Gram-negative bacterial pneumonias have been increasingly important as nosocomial infections. The following model was developed to study the pathogenesis and evaluate therapy of such infections. Intranasal instillation of rats with a suspension of 5 x 10(6) Klebsiella pneumoniae caused bronchopneumonia with 24 h. Bacteria were isolated from the lungs in large numbers (greater than 10(5) colony-forming units [CFU] for at least 13 days after inoculation. Thereafter, the viable concentration decreased to about 10(3) CFU at 21 days but increased to 10(4) CFU at 25 days.
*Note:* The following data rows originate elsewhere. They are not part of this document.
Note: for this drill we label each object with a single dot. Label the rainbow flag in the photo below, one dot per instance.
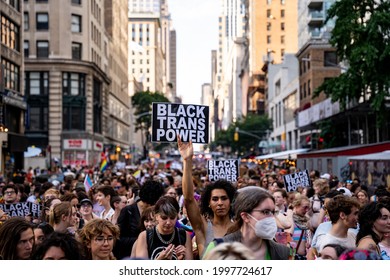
(87, 183)
(104, 163)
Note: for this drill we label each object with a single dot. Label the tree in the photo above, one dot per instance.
(362, 37)
(142, 103)
(251, 124)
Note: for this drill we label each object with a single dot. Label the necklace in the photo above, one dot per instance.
(162, 239)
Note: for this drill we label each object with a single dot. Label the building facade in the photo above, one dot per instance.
(75, 78)
(13, 104)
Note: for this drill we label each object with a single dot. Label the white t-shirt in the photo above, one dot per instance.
(348, 242)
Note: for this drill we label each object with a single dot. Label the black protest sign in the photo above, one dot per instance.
(295, 180)
(223, 170)
(191, 122)
(22, 209)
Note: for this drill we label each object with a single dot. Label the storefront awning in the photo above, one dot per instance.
(292, 154)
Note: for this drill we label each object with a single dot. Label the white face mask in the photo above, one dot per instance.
(265, 228)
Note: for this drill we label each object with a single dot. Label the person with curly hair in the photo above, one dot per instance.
(16, 239)
(214, 216)
(254, 225)
(98, 238)
(374, 222)
(59, 246)
(129, 218)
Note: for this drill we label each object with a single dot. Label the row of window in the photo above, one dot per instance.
(73, 101)
(271, 16)
(42, 22)
(282, 2)
(282, 39)
(10, 34)
(42, 49)
(282, 26)
(77, 2)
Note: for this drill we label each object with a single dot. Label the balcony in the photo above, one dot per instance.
(316, 18)
(315, 4)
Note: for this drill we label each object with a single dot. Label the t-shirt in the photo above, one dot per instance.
(348, 242)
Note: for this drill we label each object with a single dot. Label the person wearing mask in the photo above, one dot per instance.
(213, 218)
(10, 194)
(255, 225)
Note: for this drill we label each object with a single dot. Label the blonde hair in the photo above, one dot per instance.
(298, 200)
(230, 251)
(93, 229)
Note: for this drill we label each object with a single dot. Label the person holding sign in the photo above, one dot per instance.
(214, 216)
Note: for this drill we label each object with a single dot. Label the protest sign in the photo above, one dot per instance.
(22, 209)
(223, 170)
(191, 122)
(295, 180)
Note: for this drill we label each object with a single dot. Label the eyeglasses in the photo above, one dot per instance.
(101, 239)
(265, 212)
(9, 193)
(86, 205)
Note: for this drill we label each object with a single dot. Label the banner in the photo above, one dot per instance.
(191, 122)
(223, 170)
(295, 180)
(22, 209)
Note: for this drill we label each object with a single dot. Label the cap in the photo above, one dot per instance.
(86, 200)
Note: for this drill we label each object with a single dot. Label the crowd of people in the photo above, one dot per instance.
(170, 214)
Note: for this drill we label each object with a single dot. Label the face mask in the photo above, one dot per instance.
(265, 228)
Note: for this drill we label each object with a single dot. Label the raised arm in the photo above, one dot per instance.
(193, 211)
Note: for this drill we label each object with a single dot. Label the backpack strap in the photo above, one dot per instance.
(182, 234)
(149, 239)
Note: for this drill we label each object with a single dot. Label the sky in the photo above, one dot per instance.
(196, 25)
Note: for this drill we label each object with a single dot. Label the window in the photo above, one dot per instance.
(42, 49)
(37, 83)
(10, 33)
(38, 118)
(73, 101)
(330, 59)
(15, 4)
(26, 48)
(26, 22)
(42, 21)
(11, 75)
(76, 23)
(97, 106)
(76, 51)
(73, 84)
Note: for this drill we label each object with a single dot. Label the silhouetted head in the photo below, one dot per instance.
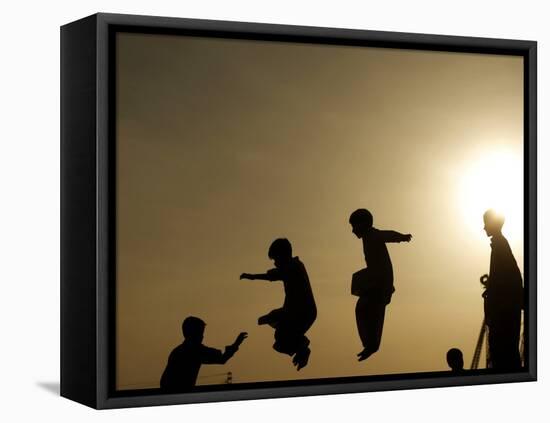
(193, 329)
(280, 251)
(455, 359)
(360, 221)
(493, 222)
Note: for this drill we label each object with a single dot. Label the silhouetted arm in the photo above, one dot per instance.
(394, 236)
(214, 356)
(270, 275)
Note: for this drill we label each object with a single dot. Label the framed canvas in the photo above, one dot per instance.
(258, 211)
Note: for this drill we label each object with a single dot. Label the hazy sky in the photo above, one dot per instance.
(225, 145)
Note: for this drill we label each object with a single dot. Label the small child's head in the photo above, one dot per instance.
(455, 359)
(280, 251)
(493, 222)
(193, 329)
(361, 222)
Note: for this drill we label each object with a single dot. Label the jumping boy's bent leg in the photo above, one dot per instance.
(370, 322)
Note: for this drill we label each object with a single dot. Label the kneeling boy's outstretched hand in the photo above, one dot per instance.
(240, 338)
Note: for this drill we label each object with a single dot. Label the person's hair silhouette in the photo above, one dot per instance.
(503, 297)
(296, 316)
(455, 360)
(186, 359)
(373, 285)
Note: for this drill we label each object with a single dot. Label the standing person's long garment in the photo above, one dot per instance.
(503, 304)
(370, 309)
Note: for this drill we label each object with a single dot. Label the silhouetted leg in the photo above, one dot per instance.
(370, 324)
(272, 318)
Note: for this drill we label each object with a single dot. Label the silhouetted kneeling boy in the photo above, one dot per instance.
(295, 317)
(377, 280)
(186, 359)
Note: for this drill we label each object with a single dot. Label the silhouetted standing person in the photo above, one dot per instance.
(186, 359)
(503, 298)
(377, 280)
(455, 360)
(296, 316)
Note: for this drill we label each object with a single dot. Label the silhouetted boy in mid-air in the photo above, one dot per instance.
(298, 312)
(503, 298)
(455, 360)
(186, 359)
(375, 283)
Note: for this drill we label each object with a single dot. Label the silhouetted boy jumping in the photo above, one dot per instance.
(186, 359)
(376, 281)
(295, 317)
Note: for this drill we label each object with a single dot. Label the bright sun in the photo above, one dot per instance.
(493, 181)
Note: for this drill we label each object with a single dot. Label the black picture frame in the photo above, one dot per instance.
(88, 212)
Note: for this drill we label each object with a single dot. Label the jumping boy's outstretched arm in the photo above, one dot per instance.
(214, 356)
(270, 275)
(394, 236)
(254, 276)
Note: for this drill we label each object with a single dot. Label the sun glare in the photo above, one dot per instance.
(493, 181)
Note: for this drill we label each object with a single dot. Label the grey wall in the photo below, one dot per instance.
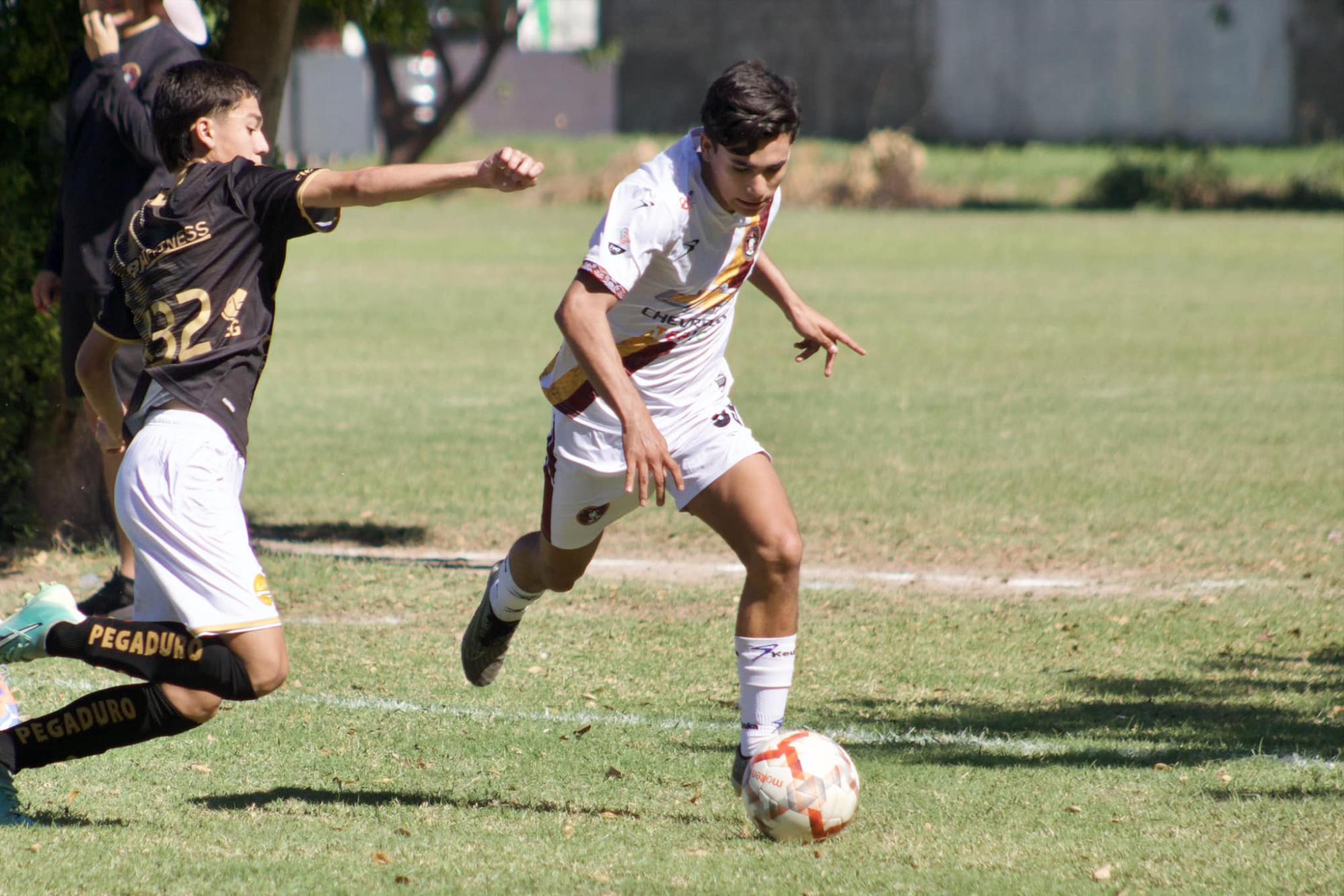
(329, 107)
(1001, 71)
(858, 64)
(541, 92)
(1085, 71)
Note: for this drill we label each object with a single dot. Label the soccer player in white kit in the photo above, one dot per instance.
(640, 388)
(197, 277)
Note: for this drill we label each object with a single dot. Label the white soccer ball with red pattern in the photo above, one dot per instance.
(802, 788)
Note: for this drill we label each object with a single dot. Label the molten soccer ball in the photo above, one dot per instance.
(800, 788)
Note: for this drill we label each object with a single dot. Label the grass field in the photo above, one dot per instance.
(1142, 401)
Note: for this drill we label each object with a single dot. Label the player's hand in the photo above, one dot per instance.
(46, 291)
(647, 459)
(818, 334)
(101, 34)
(108, 441)
(510, 171)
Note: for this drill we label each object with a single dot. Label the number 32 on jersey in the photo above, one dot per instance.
(182, 345)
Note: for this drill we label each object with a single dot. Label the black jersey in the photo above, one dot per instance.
(197, 273)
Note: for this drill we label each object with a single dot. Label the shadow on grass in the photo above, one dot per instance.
(365, 534)
(345, 797)
(69, 820)
(1290, 795)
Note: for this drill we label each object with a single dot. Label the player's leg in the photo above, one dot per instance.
(749, 508)
(577, 506)
(119, 592)
(77, 315)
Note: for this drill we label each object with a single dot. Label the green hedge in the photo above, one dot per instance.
(36, 41)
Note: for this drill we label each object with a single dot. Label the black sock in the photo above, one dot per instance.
(92, 725)
(159, 652)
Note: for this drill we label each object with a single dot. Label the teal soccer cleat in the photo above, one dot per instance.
(24, 637)
(11, 815)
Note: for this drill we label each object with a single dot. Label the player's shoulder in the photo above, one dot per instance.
(657, 193)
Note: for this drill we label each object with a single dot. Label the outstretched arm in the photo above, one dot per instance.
(507, 171)
(583, 319)
(816, 330)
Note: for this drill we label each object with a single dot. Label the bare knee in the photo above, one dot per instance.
(562, 580)
(194, 706)
(780, 554)
(268, 678)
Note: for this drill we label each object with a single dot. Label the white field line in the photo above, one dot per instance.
(822, 578)
(851, 735)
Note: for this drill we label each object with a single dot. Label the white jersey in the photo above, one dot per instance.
(677, 261)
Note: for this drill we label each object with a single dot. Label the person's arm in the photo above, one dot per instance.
(127, 108)
(93, 369)
(507, 171)
(816, 330)
(583, 320)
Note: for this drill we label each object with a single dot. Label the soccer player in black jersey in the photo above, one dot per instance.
(197, 273)
(111, 167)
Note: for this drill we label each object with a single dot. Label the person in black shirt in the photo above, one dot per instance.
(111, 167)
(197, 275)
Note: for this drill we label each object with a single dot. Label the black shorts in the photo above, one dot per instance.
(77, 314)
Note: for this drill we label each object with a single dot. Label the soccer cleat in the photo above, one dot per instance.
(740, 770)
(24, 636)
(116, 594)
(486, 640)
(11, 815)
Mortality rarely exceeded 25%. Plasma zinc concentration decreased, and plasma seromucoid, lysozyme, and alpha2-macrofetoprotein increased during respiratory K. pneumoniae infection in rats. There seemed to be a linear relationship between seromucoid concentration and the concentration of K. pneumoniae in the lung expressed in log10 units. Plasma zinc, alpha2-macrofetoprtoein, or lysozyme levels, however, did not change until the concentration of bacteria retrieved fron lungs exceeded 4 to 5 logs, Analysis of blood samples obtained serially from the orbital sinuses revealed that rats that succumbed to infection had significantly higher levels of seromucoid, alpha2-macrofetoprotein, and lysozyme and lower levels of plasma zinc than infected rats that survived. Progressive increases in seromucoid and particularly in lysozyme and alpha2-macrofetoprotein appeared to be predicative of death. It is postulated that the threshold effect observed for alpha2-macrofetoprotein and lysozyme reflect significant damage to lung tissue, and thus these two variables are good indexes of the severity of this infection. We propose that this model may be of value in elucidating the pathogenesis of respiratory K. pneumoniae as well as in assessing various models of therapy.